I'm completely sympathetic to data generators who spend a huge amount of time creating a data set and are worried they may be scooped on later papers. This is a place where the culture of credit hasn't caught up with the culture of science. If you write a grant and generate an amazing data set that 50 different people use - you should absolutely get major credit for that in your next grant. However, you probably shouldn't get authorship unless you intellectually contributed to the next phase of the analysis.

The problem is we don't have an intermediate form of credit for data generators that is weighted more heavily than a citation. In the short term, this lack of a proper system of credit will likely lead data generators to make the following (completely sensible) decision to hold their data close and then publish multiple papers at once - like ENCODE did. This will drive everyone crazy and slow down science - but it is the appropriate career choice for data generators until our system of credit has caught up.

Data analysts

I think that data analysts who are pushing for reproducibility are genuine in their desire for reproducibility. I also think that the debate is over. I think we can contribute to the success of the reproducibility transition by figuring out ways to give stronger and more appropriate credit to data generators. I don't think authorship is the right approach. But I do think that it is the right approach to loudly and vocally give credit to people who generated the data you used in your purely data analytic paper. That includes making sure the people that are responsible for their promotion and grants know just how incredibly critical it is that they keep generating data so you can keep doing your analysis.

Finally, I think that we should be more sympathetic to the career concerns of folks who generate data. I have written methods and made the code available. I have then seen people write very similar papers using my methods and code - then getting credit/citations for producing a very similar method to my own. Being reverse scooped like this is incredibly frustrating.

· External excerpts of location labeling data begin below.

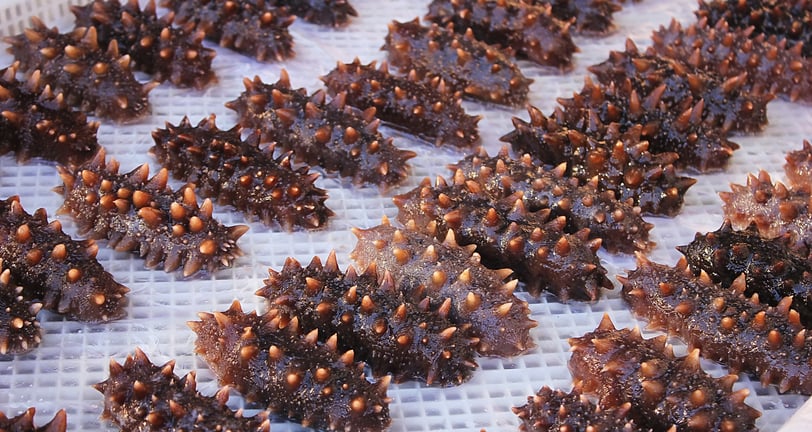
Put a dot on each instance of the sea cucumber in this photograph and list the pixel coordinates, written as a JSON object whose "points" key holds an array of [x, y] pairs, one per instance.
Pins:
{"points": [[332, 135], [478, 70], [141, 214], [621, 367], [506, 234], [36, 122], [618, 224], [90, 78], [236, 171], [620, 163], [155, 46], [55, 269], [745, 335], [273, 362], [386, 330], [426, 109], [532, 32], [142, 396], [254, 28], [477, 298]]}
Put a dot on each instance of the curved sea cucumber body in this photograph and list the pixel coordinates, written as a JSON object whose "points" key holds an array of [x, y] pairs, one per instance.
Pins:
{"points": [[141, 214], [271, 361], [236, 171]]}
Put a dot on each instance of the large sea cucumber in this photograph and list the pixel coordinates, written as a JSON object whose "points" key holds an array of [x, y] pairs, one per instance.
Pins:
{"points": [[479, 300], [55, 269], [141, 214], [271, 361], [767, 341], [507, 235], [332, 135], [478, 70], [155, 46], [372, 317], [530, 31], [236, 171], [142, 396], [91, 78], [427, 109], [621, 367]]}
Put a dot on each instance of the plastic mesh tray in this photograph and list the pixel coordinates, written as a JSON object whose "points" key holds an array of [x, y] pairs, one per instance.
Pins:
{"points": [[73, 356]]}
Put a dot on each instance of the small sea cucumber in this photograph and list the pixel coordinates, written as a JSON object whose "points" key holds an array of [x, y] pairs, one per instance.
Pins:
{"points": [[142, 396], [271, 361], [478, 70], [426, 109], [236, 171], [141, 214]]}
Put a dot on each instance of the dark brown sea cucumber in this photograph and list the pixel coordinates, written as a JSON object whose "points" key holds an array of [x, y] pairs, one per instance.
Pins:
{"points": [[155, 46], [476, 69], [451, 277], [141, 214], [747, 336], [621, 367], [426, 109], [91, 78], [236, 171], [271, 361], [142, 396], [55, 269], [329, 134], [372, 317], [531, 31], [36, 122]]}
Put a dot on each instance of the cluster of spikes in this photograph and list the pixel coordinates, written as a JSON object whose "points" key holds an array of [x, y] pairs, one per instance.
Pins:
{"points": [[411, 339], [141, 214], [304, 379], [474, 68], [139, 395], [255, 28], [738, 331], [223, 166], [428, 109], [531, 31], [658, 389], [330, 134], [155, 46], [37, 122], [56, 270], [89, 77]]}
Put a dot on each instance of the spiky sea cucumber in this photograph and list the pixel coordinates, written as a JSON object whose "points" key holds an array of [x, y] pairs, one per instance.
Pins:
{"points": [[36, 122], [271, 361], [426, 109], [618, 224], [332, 135], [769, 65], [665, 391], [476, 69], [255, 28], [142, 396], [141, 214], [451, 277], [55, 269], [747, 336], [25, 422], [91, 78], [372, 317], [529, 30], [236, 171], [156, 47]]}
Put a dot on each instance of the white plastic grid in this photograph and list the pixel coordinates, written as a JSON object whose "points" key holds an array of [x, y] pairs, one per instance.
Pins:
{"points": [[73, 356]]}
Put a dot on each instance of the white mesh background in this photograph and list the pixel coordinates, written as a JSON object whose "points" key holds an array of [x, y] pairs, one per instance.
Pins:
{"points": [[73, 356]]}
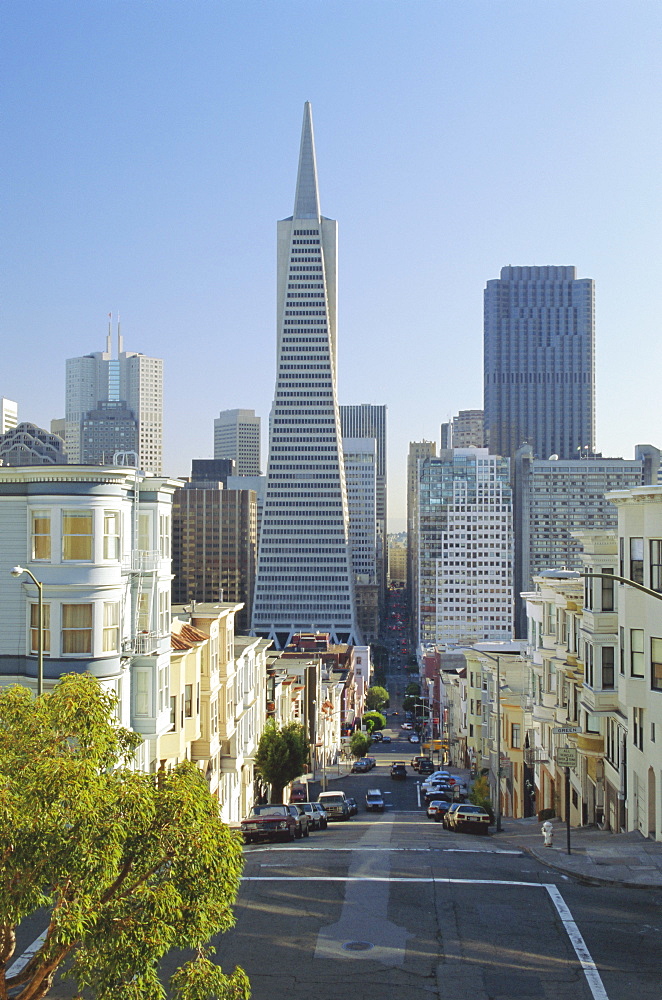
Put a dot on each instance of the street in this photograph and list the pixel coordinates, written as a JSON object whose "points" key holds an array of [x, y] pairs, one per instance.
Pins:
{"points": [[393, 905]]}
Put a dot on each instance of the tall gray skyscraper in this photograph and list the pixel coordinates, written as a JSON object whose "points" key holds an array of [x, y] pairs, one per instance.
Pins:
{"points": [[115, 405], [539, 364], [304, 577]]}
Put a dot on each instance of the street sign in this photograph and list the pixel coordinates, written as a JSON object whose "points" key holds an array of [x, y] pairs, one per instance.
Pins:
{"points": [[566, 757]]}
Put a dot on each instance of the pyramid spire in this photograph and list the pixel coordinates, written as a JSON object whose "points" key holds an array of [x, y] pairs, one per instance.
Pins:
{"points": [[306, 199]]}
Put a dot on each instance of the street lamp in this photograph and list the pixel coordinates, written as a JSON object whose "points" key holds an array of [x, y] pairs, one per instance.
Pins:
{"points": [[18, 571]]}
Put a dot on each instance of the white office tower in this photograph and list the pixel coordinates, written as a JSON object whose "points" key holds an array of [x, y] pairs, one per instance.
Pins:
{"points": [[237, 436], [304, 578], [8, 415], [463, 587], [115, 405]]}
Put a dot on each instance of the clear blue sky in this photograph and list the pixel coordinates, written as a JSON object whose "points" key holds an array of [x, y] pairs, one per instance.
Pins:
{"points": [[150, 147]]}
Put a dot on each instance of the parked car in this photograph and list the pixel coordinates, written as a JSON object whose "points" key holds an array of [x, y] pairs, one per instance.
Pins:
{"points": [[335, 803], [304, 818], [448, 815], [298, 792], [324, 819], [374, 800], [272, 822], [437, 809], [467, 818], [314, 817]]}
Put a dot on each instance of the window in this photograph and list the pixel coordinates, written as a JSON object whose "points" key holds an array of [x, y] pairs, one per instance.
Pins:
{"points": [[164, 612], [164, 536], [142, 690], [164, 687], [607, 667], [45, 628], [77, 534], [111, 627], [636, 652], [656, 564], [41, 535], [111, 534], [77, 629], [637, 560], [656, 664], [607, 590]]}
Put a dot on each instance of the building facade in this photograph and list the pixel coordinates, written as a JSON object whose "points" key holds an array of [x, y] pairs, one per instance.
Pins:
{"points": [[463, 589], [8, 414], [237, 436], [98, 540], [539, 364], [27, 444], [304, 572], [96, 421], [554, 499]]}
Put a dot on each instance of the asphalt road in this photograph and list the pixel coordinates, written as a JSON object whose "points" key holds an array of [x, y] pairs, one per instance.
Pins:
{"points": [[391, 905]]}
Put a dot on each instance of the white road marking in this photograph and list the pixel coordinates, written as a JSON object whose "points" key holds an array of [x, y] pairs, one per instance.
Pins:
{"points": [[587, 964], [20, 963]]}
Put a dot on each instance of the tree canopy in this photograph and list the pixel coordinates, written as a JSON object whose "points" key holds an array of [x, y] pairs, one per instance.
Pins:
{"points": [[373, 721], [376, 697], [359, 744], [282, 755], [127, 865]]}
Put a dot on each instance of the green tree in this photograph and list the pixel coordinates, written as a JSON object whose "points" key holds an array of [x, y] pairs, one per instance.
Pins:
{"points": [[128, 866], [376, 697], [373, 721], [359, 744], [282, 755]]}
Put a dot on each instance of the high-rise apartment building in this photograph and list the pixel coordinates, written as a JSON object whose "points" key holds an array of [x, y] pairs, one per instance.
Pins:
{"points": [[367, 421], [304, 577], [464, 538], [237, 436], [554, 499], [360, 455], [115, 405], [418, 452], [214, 545], [8, 414], [539, 364]]}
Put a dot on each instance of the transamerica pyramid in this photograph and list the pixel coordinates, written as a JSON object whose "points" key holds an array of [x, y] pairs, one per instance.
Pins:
{"points": [[304, 578]]}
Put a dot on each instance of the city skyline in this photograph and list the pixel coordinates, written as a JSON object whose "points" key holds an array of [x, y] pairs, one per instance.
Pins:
{"points": [[149, 156]]}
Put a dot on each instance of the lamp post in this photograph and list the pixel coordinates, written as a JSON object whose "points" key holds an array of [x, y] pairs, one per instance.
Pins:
{"points": [[18, 571]]}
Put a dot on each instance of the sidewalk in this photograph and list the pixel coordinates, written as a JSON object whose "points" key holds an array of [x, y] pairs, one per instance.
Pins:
{"points": [[597, 857]]}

If you've ever had that experience imagine what it would feel like to spend a whole year creating a data set and then only getting one publication.

I also think that the primary use of reproducibility so far has been as a weapon. It has been used (correctly) to point out critical flaws in research. It has also been used as a way to embarrass authors who don't (and even some who do) have training in data analysis. The transition to fully reproducible science can either be a painful fight or a smoother transition. One thing that would go a long way would be to think of code review/reproducibility not like peer review, but more like pull requests and issues on Github. The goal isn't to show how the other person did it wrong, the goal is to help them do it right.